Too many itches to go to university on any one.
Many virtual worlds to explore. Tried one named 'Ways of Knowing'. Now that one was really good. Truth be told though, was scared of that group. Many PHDs sitting around in a circle. Each week the next one would present their expertise and humanity advancing research. Afraid that when it would become time, they would all find out about the ignorant peasant lurking in the circle.
A separate group went off. Not really as a sub-topic group, but as an explore larger group. Even larger then studying the ways we Know stuff, this group would explore, experiment, enjoy 'Play' AND 'Being'.
Later, the vast importance and exploring of "AS" hit.
So vastly many topics, subjects, studies, experiments, life changers, relaxations, reflections, joy, laughs, dreams, educations and friends.
This minor player has been enriched by your words and time.
Thank you ALL. All you dear friends.
(come visit when ya can)
Groundbreaking in my life indeed.
Foggy headed now, in and out of dreams after a full flowery day following a full night of travel (what is which), but so thankful.
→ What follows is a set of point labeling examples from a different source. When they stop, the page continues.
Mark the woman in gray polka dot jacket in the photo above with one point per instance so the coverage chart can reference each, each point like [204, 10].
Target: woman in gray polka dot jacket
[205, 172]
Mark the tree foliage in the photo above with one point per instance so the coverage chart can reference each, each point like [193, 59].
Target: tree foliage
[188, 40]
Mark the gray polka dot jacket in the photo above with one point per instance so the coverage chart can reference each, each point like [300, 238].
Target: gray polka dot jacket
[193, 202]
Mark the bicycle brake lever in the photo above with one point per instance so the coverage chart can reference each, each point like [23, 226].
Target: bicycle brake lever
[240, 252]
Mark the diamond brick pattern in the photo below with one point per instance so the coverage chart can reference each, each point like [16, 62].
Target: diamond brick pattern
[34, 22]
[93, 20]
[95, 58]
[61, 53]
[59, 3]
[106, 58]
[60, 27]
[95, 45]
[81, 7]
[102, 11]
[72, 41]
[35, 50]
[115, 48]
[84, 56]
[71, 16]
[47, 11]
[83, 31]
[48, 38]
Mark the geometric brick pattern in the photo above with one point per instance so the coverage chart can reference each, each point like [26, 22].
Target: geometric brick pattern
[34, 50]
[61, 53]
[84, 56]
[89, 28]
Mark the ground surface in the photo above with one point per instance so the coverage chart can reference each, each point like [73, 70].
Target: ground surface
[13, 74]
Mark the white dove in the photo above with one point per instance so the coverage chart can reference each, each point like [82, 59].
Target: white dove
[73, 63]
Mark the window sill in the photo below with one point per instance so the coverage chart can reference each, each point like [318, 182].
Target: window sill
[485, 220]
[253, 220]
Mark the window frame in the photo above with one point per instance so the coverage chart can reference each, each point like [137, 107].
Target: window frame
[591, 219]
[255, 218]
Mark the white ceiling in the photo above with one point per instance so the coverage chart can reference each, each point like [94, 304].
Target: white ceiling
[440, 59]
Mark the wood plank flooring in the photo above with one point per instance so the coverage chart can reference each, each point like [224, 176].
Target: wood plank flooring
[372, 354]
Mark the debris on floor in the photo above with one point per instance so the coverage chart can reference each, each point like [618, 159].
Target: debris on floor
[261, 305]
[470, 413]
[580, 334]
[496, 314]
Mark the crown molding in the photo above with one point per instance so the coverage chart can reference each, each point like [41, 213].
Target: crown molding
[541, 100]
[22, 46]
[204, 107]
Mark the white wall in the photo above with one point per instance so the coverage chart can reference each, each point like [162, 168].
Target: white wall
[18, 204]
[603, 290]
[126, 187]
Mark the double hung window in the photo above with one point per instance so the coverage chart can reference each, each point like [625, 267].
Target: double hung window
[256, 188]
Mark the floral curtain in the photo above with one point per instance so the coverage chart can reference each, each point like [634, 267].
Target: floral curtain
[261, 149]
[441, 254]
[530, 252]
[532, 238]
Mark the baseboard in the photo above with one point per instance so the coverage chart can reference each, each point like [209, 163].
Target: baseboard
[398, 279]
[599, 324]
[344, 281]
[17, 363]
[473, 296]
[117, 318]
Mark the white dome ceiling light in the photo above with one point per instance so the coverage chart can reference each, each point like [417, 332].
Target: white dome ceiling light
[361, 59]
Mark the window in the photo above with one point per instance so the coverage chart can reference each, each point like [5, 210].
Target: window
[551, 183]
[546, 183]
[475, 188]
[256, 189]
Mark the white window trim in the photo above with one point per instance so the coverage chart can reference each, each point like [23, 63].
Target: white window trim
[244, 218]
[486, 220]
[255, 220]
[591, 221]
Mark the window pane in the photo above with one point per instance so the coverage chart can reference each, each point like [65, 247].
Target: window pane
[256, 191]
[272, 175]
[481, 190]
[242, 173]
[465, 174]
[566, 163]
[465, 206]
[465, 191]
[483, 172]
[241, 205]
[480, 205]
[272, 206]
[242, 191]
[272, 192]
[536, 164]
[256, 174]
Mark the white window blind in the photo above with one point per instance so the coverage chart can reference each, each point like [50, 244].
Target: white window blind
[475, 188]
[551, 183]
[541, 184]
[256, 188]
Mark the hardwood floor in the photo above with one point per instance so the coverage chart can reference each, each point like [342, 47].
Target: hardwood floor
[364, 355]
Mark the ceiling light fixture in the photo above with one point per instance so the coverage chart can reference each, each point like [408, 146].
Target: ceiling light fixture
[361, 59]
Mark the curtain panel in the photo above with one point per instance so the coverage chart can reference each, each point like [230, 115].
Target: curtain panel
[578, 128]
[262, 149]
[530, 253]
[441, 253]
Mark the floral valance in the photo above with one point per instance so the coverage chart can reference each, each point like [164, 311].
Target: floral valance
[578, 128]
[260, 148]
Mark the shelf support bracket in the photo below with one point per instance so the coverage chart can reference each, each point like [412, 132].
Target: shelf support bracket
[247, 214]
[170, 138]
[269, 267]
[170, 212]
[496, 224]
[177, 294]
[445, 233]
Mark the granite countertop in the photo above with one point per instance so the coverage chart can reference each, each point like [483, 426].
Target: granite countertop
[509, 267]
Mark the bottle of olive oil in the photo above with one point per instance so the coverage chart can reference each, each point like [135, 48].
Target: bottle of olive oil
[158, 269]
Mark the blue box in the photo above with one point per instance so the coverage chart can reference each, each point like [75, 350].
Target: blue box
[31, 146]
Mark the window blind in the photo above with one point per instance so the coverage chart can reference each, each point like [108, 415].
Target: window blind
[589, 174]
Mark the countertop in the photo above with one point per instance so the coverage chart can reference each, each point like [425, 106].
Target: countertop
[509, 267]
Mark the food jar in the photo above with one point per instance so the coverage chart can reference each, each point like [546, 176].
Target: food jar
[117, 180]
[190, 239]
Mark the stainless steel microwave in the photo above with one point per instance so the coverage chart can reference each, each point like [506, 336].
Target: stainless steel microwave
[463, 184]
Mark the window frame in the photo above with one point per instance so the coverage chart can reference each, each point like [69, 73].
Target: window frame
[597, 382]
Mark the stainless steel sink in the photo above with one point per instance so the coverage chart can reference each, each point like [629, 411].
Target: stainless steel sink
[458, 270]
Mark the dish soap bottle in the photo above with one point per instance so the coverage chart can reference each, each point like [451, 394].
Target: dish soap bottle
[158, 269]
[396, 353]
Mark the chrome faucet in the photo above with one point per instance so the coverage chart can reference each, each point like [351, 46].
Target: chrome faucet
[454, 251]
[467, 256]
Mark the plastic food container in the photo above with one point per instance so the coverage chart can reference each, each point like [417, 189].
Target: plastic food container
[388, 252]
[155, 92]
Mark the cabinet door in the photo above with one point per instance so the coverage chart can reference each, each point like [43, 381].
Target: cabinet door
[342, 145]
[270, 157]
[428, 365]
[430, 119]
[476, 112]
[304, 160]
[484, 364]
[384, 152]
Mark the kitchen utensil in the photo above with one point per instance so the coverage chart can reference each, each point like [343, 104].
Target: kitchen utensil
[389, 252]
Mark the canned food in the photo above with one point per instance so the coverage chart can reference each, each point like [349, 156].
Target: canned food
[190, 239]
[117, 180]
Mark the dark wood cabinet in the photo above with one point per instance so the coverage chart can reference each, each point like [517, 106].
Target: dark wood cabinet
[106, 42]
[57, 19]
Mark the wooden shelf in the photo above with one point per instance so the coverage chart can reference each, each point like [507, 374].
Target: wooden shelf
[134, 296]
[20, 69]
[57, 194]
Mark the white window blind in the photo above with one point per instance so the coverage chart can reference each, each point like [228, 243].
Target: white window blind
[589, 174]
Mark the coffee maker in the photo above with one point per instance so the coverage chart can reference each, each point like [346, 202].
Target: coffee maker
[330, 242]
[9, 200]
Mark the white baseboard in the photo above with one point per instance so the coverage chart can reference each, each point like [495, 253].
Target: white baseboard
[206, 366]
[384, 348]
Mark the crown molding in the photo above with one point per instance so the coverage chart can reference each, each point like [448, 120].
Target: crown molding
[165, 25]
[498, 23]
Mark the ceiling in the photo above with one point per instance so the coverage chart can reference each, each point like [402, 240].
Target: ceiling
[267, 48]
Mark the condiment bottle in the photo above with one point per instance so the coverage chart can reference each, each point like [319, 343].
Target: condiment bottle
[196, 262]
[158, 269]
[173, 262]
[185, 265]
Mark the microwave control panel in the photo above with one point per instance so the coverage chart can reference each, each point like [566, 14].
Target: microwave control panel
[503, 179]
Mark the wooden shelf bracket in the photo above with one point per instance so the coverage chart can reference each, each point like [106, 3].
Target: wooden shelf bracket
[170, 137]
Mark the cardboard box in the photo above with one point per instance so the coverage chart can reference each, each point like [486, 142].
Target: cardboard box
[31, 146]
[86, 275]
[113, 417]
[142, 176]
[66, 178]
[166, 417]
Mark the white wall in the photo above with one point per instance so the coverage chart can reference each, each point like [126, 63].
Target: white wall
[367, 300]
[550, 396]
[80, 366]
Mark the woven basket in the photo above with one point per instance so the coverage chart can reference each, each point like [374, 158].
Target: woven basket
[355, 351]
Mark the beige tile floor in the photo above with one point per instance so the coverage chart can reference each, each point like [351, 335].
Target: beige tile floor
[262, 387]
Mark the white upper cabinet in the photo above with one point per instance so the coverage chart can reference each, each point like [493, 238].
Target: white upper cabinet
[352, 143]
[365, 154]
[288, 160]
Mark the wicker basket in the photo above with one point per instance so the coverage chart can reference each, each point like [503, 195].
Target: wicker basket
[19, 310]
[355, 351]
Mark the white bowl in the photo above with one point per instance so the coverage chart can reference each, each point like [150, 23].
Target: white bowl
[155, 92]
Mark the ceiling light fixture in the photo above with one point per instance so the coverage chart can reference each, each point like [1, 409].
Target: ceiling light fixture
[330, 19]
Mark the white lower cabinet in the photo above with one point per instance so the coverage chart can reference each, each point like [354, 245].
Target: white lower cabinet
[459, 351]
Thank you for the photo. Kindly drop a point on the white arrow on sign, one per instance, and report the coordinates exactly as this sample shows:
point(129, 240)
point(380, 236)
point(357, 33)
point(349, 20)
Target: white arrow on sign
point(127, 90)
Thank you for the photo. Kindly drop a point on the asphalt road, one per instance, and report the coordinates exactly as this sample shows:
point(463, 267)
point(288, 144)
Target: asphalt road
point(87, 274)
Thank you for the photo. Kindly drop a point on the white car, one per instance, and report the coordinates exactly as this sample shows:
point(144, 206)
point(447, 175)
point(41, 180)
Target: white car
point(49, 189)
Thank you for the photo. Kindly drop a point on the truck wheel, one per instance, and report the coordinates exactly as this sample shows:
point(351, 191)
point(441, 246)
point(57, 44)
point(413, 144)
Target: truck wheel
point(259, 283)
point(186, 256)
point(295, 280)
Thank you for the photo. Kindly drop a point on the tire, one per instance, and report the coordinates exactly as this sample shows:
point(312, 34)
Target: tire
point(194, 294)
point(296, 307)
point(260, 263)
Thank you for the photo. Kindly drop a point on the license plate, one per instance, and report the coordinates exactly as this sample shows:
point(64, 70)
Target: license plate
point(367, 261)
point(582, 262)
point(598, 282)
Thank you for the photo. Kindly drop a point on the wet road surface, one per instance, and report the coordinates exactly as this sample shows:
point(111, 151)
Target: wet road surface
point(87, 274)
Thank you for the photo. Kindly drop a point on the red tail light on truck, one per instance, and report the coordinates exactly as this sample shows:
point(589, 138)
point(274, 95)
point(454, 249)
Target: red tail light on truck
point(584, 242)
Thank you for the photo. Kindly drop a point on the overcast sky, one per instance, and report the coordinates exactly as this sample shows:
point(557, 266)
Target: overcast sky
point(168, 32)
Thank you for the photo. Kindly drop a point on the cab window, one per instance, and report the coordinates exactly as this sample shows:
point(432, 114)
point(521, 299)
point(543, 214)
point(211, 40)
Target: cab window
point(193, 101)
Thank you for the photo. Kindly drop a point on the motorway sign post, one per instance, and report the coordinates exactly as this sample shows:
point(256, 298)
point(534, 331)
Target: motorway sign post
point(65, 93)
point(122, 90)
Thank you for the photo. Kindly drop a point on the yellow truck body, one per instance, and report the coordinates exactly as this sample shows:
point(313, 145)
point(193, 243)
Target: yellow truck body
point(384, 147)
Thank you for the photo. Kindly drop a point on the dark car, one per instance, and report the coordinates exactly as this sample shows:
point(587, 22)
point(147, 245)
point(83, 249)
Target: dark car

I haven't kept to '3 breaths' over the last few days, but have found time to intentionally drop anxieties and identities for periods, remembering to greet the moments anew. edited 20:24, 1 Apr 2018
What to say, how to look back
I've been changed, yes really changed
In these past ten years, as I've watched my mind
WHO is more Patient now?
Should I write a blog?
Should I scream and shout?
Should I speak of love
Let my feelings out?
I never thought I would last this long
What's it all about?
Happy Anniversary to old and new friends!
Apologies to Andrew Lloyd Webber
I have been doing my intentional reading practice consistently, though I have not written about it here every single day. There's not too much to say about it, really. It's a simple and easy enough task I have set myself, to sit down and read for at least 15 minutes a day, but if I do not have the clear intention to do it, it does not happen. Hard to believe it's been 18 days already.
Riddle, this is how I feel as well. Thank you for expressing it so well.
This morning I shared my food meditation with Bertram, which definitely added an extra layer of meaning. Maybe I can share it with some more of you when I see you in the next days.